Can Qualys scan a mainframe?

Here’s a tough question that follows me wherever I go, as a vulnerability management practitioner. Can Qualys scan a mainframe? I’m going to answer that question in a way that proves I probably should run for office someday. It depends what you mean by “scan.” I’ll also hedge by saying the appropriate first word in that sentence is “should,” rather than “can.”

Qualys can scan a mainframe but you may not like what you see

Can Qualys scan a mainframe?
Can Qualys scan a mainframe? Sure. But that doesn’t mean the results are worth the time, money, and effort required to do so. I have to have a really good reason to even bother to try.

Qualys can scan a mainframe. It’s a TCP/IP device, so Qualys can absolutely query the ports and evaluate them. But what Qualys will see, and how accurate it’s going to be, is a problem.
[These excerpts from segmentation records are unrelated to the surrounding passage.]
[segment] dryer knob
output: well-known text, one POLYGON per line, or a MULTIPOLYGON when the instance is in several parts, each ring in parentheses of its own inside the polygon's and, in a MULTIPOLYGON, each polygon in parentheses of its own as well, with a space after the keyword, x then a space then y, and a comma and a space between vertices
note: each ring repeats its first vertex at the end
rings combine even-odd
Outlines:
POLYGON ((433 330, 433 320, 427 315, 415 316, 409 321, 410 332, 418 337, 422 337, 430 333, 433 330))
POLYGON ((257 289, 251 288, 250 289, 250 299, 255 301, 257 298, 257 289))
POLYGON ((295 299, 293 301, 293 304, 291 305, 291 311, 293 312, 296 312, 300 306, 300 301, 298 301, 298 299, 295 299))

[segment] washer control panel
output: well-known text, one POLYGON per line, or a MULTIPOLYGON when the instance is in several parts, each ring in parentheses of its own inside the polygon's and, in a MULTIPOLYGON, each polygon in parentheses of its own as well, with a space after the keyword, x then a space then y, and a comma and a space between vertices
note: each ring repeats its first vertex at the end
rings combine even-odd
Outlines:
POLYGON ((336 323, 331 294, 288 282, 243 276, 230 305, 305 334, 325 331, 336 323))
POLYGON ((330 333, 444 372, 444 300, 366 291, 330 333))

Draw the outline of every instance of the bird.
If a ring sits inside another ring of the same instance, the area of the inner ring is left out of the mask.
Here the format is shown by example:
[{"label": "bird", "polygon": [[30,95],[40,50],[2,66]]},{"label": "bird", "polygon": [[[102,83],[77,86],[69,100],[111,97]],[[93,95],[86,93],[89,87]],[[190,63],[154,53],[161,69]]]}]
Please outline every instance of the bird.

Yes, I said the results may not be accurate. Under optimal conditions, Qualys is normally very accurate. But mainframes confuse it. Qualys isn’t designed to authenticate to a mainframe. You can try to fool it and set up an account on the mainframe and trick Qualys into trying to use Unix/Cisco authentication, but Qualys won’t know what commands to run. So it will probably flag it as an authentication failure, even if the logs say it did log in.

What’s worse, if you’re running some kind of Samba on your mainframe so that Windows hosts can swap data with it easily, Qualys will see the SMB ports open and try to log in with whatever Windows accounts it has.  That authentication will fail, and somebody will be unhappy about it. Seeing those ports can also cause Qualys to misidentify the device, depending on what other ports are open. The only way to stop that from happening is to exclude the SMB ports, 137-139 and 445, from the scan.

If everything goes right, Qualys will recognize the mainframe for what it is and identify it properly, and present a few informational QIDs. But Qualys has precious few QIDs involving IBM mainframe technology, and most of them are very old.

Also, I said IBM. As far as I know, Qualys doesn’t even know about Unisys mainframes. Scanning a Unisys mainframe with Qualys shouldn’t break anything, but I’ve never had the opportunity to try it, so I can’t say for sure, and I have no idea what the results look like. Scan your Unisys beasts at your own risk.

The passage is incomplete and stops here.